Prosecutors say the gang’s goal was to make money from drug trafficking, kidnapping and smuggling from prisons and other means, in addition to maintaining power through threats and violence. The gang is also accused of aiming to establish safe houses and provide money for members who deal with the police or incarceration.
“For anyone who tries to harm the people of South Carolina with violence, intimidation or extortion, we are going after you wherever you are,” said South Carolina prosecutor Peter McCoy. “Neither the pandemic nor the prison walls will provide refuge.”
Michelle Liu / AP
Authorities also said they seized about 40 kilograms of methamphetamine for an estimated $ 40 million, in addition to heroin and fentanyl. The police also seized more than 130 firearms during the defendants’ arrests, although none of the weapons were removed from the prisons.
Prosecutors said four men arrested at South Carolina facilities during the crimes were instrumental in orchestrating the international drug trafficking operation and other activities described in the prosecution. Of the four, two – James Robert Peterson and Juan Rodriguez – are currently in South Carolina prisons. Another, Edward Gary Ackridge, is at Greenville County Detention Center and the fourth, Matthew J. Ward, is in a federal prison. .
“Smuggled cell phones remain the main tool for murder and destruction and affect the entire state,” said United States Attorney Attorney Lance Crick.
Among the charges detailed in the 101-page indictment are drug sales and drug debt disputes, multiple armed clashes, a defendant leading the police in a high-speed pursuit, a defendant releasing another from prison in exchange for heroin and a gun, and the murder of an inmate named Kendrick Hoover inside a state prison on the orders of a gang.

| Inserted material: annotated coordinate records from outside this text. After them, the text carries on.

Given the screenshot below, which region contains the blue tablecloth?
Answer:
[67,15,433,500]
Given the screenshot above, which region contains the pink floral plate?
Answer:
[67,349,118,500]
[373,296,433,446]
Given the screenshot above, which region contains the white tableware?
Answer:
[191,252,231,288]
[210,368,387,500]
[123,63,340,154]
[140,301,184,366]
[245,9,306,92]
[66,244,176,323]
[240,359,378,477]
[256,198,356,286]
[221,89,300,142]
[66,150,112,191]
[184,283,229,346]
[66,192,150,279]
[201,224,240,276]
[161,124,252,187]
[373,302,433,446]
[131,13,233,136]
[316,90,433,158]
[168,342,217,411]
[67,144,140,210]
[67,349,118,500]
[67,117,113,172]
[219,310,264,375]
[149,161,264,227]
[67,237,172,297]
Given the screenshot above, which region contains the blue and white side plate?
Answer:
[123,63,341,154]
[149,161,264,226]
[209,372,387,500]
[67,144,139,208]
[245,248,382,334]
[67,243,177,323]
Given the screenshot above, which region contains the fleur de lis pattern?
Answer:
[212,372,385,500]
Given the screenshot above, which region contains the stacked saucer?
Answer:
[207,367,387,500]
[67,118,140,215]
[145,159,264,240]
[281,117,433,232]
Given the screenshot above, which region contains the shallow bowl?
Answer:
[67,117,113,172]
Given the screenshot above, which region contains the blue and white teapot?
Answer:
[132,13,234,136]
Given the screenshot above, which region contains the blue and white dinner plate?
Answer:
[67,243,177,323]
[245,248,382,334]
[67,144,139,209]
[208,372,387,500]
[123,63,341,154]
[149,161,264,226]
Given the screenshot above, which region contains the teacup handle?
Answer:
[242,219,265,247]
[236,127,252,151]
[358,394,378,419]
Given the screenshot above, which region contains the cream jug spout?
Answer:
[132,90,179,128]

The prosecution also shows how several of the defendants were said to have kidnapped and killed Michelle Dodge because they suspected she was a police informant. According to the prosecution, the defendants drowned her and shot her in the foot before taking her in the trunk of a car to a separate location, where one shot her in the back of the head.
Holloway declined to say on Thursday whether Dodge, the kidnap victim, was actually a police informant.
The prosecution also provides details of the gang’s organizational elements, from imposing fines and written essays on members who violated the rules to regular meetings where gang finances and disciplinary beatings of members were discussed. The prosecution notes that the majority of the members of the Disciples are white, unlike most gangs aligned with the Folk Nation.
Officials say Thursday’s charges are continuing evidence that federal laws need to be changed to allow states to jam cell phone signals in prisons and make smuggled phones useless.
The announcement follows the state charges announced last week against 29 inmates in a 2018 prison riot considered the deadliest in the entire country in a quarter of a century. Prison chief Bryan Stirling blamed the riot at the Lee Correctional Institution in Bishopville, in part for illegal cell phones, arguing that phones allow men behind bars to communicate unrestricted with the outside world and someone else, in some cases committing crimes.
On Thursday, Stirling asked Congress to hold a hearing on the matter, as federal prisons can block cell signals, but states cannot because of Federal Communications Commission regulations. He said the Corrections Department had confiscated more than 4,000 smuggled phones this year and prisoners often use the phones to stalk and harass victims, as well as extort family members.
The various defendants are charged under federal extortion law. If convicted, most defendants face life sentences.
The effort involved dozens of investigators from various federal, state and local agencies and took more than three years. The investigation will be underway in the near future, Holloway said.